I telephoned a warning to the base and asked that Colonel Washington and anyone with him should be put under preventive arrest. Then I hurried into my clothes, came up to the Office and gave the whole story over the scrambler line to H.Q. Strategic Air Command at Lakenheath in Suffolk.
'Half an hour later they came back to me to say that we'd missed the boat. Apparently Washington is a real rough diamond, but he was an ace flyer in the war, and stayed on in the Air Force afterwards only because he is mad-keen on flying.

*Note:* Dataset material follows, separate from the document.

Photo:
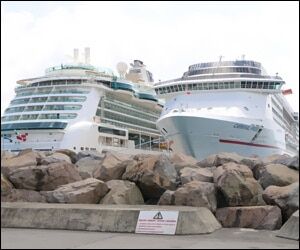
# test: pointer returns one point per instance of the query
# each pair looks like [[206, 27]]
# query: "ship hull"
[[201, 137]]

He has stacks of money and in addition to living like a prince in this house, the Cedars, outside the base with a team of imported coloured boys to look after him, he has his own private six-seater aircraft that he flies himself whenever he goes on leave to the Continent. He had applied for leave in the regular way and been given a fortnight. His 'plane is fitted with equipment for night flying; so no one thought it particularly strange that he should elect to take off at one in the morning. His service record is a brilliant one and there has never been the slightest hint of anything against him on security grounds.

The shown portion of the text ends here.